Il termine “casa intelligente”, ossia la cosiddetta Smart Home, esiste ormai da tempo. Per decenni, si è diffusa l’idea di una casa che può parlare con te e fare tante cose al posto tuo. Tuttavia, Google non vuole più usare quel termine, preferisce che le case siano utili prima di essere smart.
È comprensibile l’osservazione dell’azienda, soprattutto perché il termine “intelligente” è ampiamente abusato con gli smartphone. Rishi Chandra, vicepresidente del Product and General Manager di Google Nest, ha parlato con Forbes del termine Smart. Chandra dice che preferirebbe coniare altri termini per i suoi prodotti per arrivare dritto al dunque, senza perdersi tra la miriade di prodotti ormai definiti tutti intelligenti.
Ad esempio, Google ha lavorato per personalizzare ulteriormente Google Assistant soprattutto in relazione ai vari dispositivi associati. Abbinare la tua voce o la tua faccia alle azioni ha creato un ambiente in cui una persona può chiedere quale sia il suo programma per la giornata senza doversi preoccupare di identificarsi. Tuttavia, si ottengono ugualmente informazioni personalizzate, ad esempio andare al lavoro o a scuola, o altre cose da fare.
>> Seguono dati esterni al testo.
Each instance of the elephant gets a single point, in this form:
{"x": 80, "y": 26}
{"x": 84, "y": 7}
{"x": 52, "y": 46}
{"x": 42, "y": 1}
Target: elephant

Google ha deciso di rivoluzionare il concetto di casa intelligente concentrandosi sul concetto di casa utile
Chandra parla inoltre di problemi di privacy con l’IoT, dispositivi domestici intelligenti, e naturalmente anche con i prodotti Google Nest. Avere un obiettivo che tutto il tempo può dare a una persona la possibilità di spiare la propria famiglia o proprietà è spaventosa in ogni scenario. Questo è uno dei motivi per cui alcuni prodotti dotati di fotocamere, come Google Nest Hub Max, sono dotati di coperture fisiche che possono impedire l’accensione di queste fotocamere finché non le si desidera.
L’interoperabilità è il problema che Chandra sta cercando di risolvere in questo ciclo di prodotti “utili per la casa”. Spesso si scopre che servizi come IFTTT sono l’unica cosa che collega molti di questi prodotti insieme. Anche se IFTTT è semplice da usare ed è incredibilmente robusto, è una soluzione di terze parti da revisionare. Chandra paragona questa debacle al problema del browser che affliggeva i web designer e i consumatori negli anni ’90. Certe pagine web funzionavano solo con determinati browser e gli sviluppatori dovevano creare molte versioni diverse della stessa cosa per lavorare con tutte le opzioni software esistenti.